Chinese internet celebrity and meme

Luo Yufeng (born September 23, 1985) (羅玉鳳 (罗玉凤, Luó Yùfèng)), better known as Sister Feng (凤姐, meaning "Sister Phoenix"), is a Chinese internet celebrity.

Luo became an internet celebrity and bully meme in China in late 2009. In 2015, she ranked 14th in the list of Chinese Internet celebrities.

== Early life and education ==
She was born into a farming family in Southwest China in 1985. In 2022, she was admitted into Queens College, City University of New York.

==Career==
Luo first gained attention in November 2009, after passing out flyers in Shanghai seeking a marriageable boyfriend who was required to meet excessive qualifications. For example, she specified that such boyfriend "must be an elite with a degree in economics or similar from Peking University or Tsinghua University" and "must also be 176 to 183 centimeters tall and good looking." At that time, she was working as a cashier at a Carrefour in Shanghai, though she claimed she "works for a Fortune 500 company" (Carrefour ranked 25th on the 2009 Fortune Global 500 list).

Luo's penchant for outrageous comments continued to bring her attention. For example, she "called herself the brightest human being in the past three centuries, and added that she would remain the smartest person for the next 300 years."

In January 2010, Luo appeared on the popular television talk show Renjian with her "boyfriend" and "ex-boyfriend" about their "love triangle," though both were later confirmed to be actors, and the coverage of her increased with that exposure.

She is considered one of the biggest internet famous people to emerge in People's Republic of China in 2009, and has been widely covered by Chinese media.

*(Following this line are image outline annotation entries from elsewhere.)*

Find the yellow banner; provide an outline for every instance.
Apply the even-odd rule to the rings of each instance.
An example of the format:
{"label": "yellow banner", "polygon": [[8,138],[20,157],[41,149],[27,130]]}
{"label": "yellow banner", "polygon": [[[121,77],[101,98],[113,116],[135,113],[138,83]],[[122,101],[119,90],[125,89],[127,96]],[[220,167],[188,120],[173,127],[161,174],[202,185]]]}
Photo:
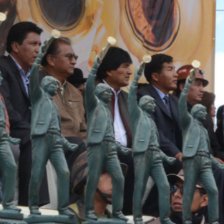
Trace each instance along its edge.
{"label": "yellow banner", "polygon": [[43,40],[55,28],[71,38],[79,55],[77,67],[85,76],[107,37],[113,36],[131,53],[134,67],[146,53],[169,54],[177,68],[199,60],[213,90],[214,0],[5,0],[0,7],[1,2],[16,4],[15,21],[29,20],[43,28]]}

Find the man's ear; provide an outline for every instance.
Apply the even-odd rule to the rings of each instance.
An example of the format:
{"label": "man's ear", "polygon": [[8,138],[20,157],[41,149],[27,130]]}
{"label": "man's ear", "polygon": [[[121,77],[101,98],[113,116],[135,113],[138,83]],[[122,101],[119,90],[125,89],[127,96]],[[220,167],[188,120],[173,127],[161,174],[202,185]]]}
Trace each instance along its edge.
{"label": "man's ear", "polygon": [[185,83],[183,83],[183,82],[181,82],[181,83],[179,84],[180,92],[183,91],[183,89],[184,89],[184,84],[185,84]]}
{"label": "man's ear", "polygon": [[12,52],[18,53],[19,52],[19,43],[17,42],[12,42],[11,43],[11,48],[12,48]]}
{"label": "man's ear", "polygon": [[153,72],[151,75],[151,81],[152,82],[158,82],[159,81],[159,73]]}
{"label": "man's ear", "polygon": [[205,207],[205,206],[207,206],[208,205],[208,195],[207,194],[203,194],[202,196],[201,196],[201,203],[200,203],[200,206],[201,206],[201,208],[202,207]]}

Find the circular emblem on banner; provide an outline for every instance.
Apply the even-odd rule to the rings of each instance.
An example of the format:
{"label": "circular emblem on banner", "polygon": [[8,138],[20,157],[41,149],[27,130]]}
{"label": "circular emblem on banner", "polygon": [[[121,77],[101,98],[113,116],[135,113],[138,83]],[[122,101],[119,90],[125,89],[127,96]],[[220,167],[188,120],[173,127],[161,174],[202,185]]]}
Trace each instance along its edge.
{"label": "circular emblem on banner", "polygon": [[125,0],[131,32],[150,51],[167,49],[180,26],[177,0]]}

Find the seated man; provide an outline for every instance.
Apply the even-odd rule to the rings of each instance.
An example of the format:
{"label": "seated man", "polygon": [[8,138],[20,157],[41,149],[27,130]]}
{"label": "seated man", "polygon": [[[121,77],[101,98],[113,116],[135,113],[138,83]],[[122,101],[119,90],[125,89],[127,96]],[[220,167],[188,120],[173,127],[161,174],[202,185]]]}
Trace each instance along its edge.
{"label": "seated man", "polygon": [[[171,190],[171,220],[174,223],[182,223],[183,186],[184,173],[181,169],[178,174],[169,174],[168,181]],[[205,223],[208,195],[201,183],[197,183],[192,205],[192,223]]]}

An announcement that she would get plastic surgery in March 2010 resulted in photoshopped pictures of her appearing on Baidu. In May 2010, she appeared on China's Got Talent, and was pelted with eggs.

In 2010, Luo relocated to New York City where she worked as a manicurist for four years. She was profiled in the New York Post. It has been reported that she has more than 4.7 million followers on Sina Weibo.

In 2012, she visited Harvard University to distribute flyers.

In 2019, she made a post criticising Huawei after it had been put on a trade blacklist by the US.